Obama’s Budget Could Triple Tax Rates

In his deficit reduction “vision” speech on Wednesday, President Obama tried to distinguish his plan from that of House Budget Committee Chairman Paul Ryan by using a rather crude analogy. The president said, “We have to use a scalpel and not a machete to reduce the deficit.”

But when it comes to tax hikes — to extend the analogy — the Obama administration’s 2012 budget is charging at business partnerships of all sizes with what could be described as a Texas-size guillotine.

The blunt instrument in Obama’s proposed fiscal year budget unveiled last February — a budget that he referenced on Wednesday as the blueprint for his deficit plan — is a proposal to tax much of the capital gains of a partnership as ordinary income as well as subject them to hefty payroll taxes for Medicare and Social Security. This would go far beyond letting the Bush tax rates expire and going back to the rates under Clinton.

This hike would more than triple taxes in many cases from the current top capital gains rate of 15 percent to the top personal income tax rate of 35 percent. Or actually 39.6 percent, since Obama would let the Bush tax rates expire too.

The contrast in Obama’s approaches to spending and taxes could not be clearer. Obama insisted Wednesday that he would not pursue spending cuts that “sacrifice the core investments we need to grow and create jobs.” Whether the spending he wants to preserve actually does “grow or create jobs” — and most of it does not — is one thing.

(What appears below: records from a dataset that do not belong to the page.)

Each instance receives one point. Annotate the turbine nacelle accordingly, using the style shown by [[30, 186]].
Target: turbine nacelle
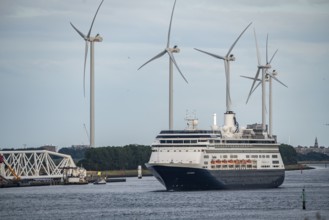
[[97, 38], [175, 49], [231, 58]]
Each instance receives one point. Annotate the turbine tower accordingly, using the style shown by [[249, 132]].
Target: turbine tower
[[91, 40], [172, 61], [227, 58]]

But Obama shows no such care or precision when it comes to making sure his tax policies do not “sacrifice the core investments” of the private sector. The carried interest tax is a direct attack on the structure of partnerships that are used by innovative businesses — from small firms to venture capital and “angel investor” groups — that take risks and make an outsized contribution to economic growth and job creation.

Proponents of the “carried interest” want you to believe that this will only hit big hedge funds. Not that there is anything wrong with hedge funds per se, even though George Soros runs one. As I have written, they are one of the best forces to hold public company CEOs accountable to all shareholders.

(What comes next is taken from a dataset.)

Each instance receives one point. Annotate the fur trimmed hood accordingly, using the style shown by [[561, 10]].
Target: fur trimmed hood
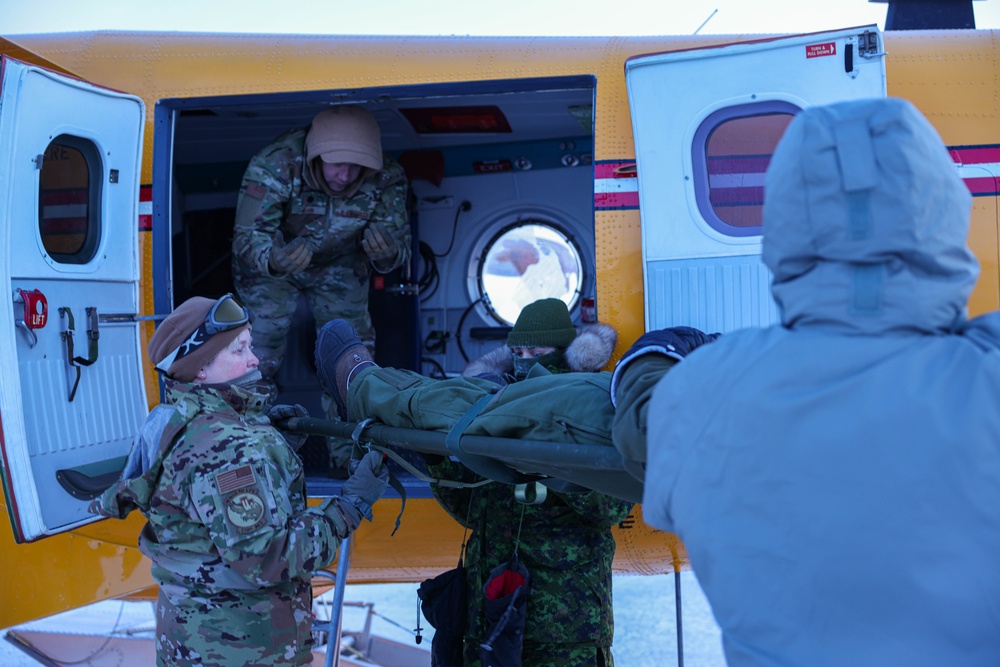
[[589, 352]]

But the tax, as put forward in the Obama budget and by legislation last year from the Democrat-controlled Congress, would actually have a much broader reach to virtually all partnerships.

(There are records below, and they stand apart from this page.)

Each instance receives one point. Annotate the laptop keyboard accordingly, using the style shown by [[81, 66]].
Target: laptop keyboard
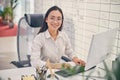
[[72, 71]]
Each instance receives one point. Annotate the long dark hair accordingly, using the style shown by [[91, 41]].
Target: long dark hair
[[45, 26]]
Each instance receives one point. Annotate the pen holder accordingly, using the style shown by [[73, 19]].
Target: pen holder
[[41, 74]]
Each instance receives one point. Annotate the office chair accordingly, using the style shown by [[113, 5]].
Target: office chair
[[28, 27]]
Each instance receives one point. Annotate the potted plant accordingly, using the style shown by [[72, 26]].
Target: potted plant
[[8, 13]]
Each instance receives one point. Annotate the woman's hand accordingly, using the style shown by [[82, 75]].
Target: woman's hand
[[78, 61]]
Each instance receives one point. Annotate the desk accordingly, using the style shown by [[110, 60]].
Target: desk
[[15, 74]]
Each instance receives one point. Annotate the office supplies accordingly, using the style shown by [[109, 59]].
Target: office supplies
[[52, 73], [100, 47]]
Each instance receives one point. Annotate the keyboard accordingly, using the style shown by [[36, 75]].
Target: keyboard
[[71, 71]]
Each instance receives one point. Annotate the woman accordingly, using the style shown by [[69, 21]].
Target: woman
[[51, 42]]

There is no asset or income threshold, so firms from venture capital houses to doctors’ offices to family farms, all of which are often structured as partnerships, could be negatively affected. According to a new study by the accounting firm Ernst & Young, “flow-through businesses” such as partnerships and limited liability companies “employ more than one-half of the private sector workforce in every state except for Delaware and Hawaii.”

And a report by the accounting firm KPMG on the Democrats’ “American Jobs and Closing Tax Loopholes Act of 2010,” which passed the House last year and came three votes short of the 60 needed to clear the Senate, found that the bill “could apply to partnerships in virtually any kind of business and could fundamentally change how partnerships are taxed.”

In a partnership — from hedge funds to venture capital to small business — the partners are taxed on a business’s earnings at individual tax rates, instead of the business itself being taxed at corporate rates and then doubly taxed on any dividends it pays out. In many partnerships, some partners get bigger stakes in the company because of the services they perform, in addition to the capital they have contributed. This is called the “carried interest.”

The individual with the “carried interest” is taxed at the rates of ordinary income for his or her everyday salary and for much of the business’s activities. But these partners pay the individual capital gains rate when the other partners receive capital gains for sales of such assets as stock and real estate. The president’s budget would drastically change this, taxing these gains as ordinary income and subjecting them to payroll taxes. This would more than triple the rate of taxation in many cases.

Even if there were an asset threshold for partnerships, this tax hike should still be rejected because of its devastating effects on the job creators. Although their investment strategies differ, large venture capital partnerships are organizationally structured in the same manner as hedge funds.

According to the National Venture Capital Association, “By more than doubling the taxes paid by venture capitalists on carried interest, Congress would be upending the risk/reward balance and creating serious economic consequences for very little revenue.”

Ironically, by stifling venture capital and innovative partnerships, Obama’s carried interest tax hike would also be cutting the lifeline of some of the very types of businesses he champions, such as “green energy.” Folks peddling windmills and biofuels are getting tons of funding from venture capital and angel investors, as well as arguably more deserving entrepreneurs.

In short, Obama’s tax hikes on innovation and entrepreneurship are a recipe for, to borrow his phrasing, losing the future.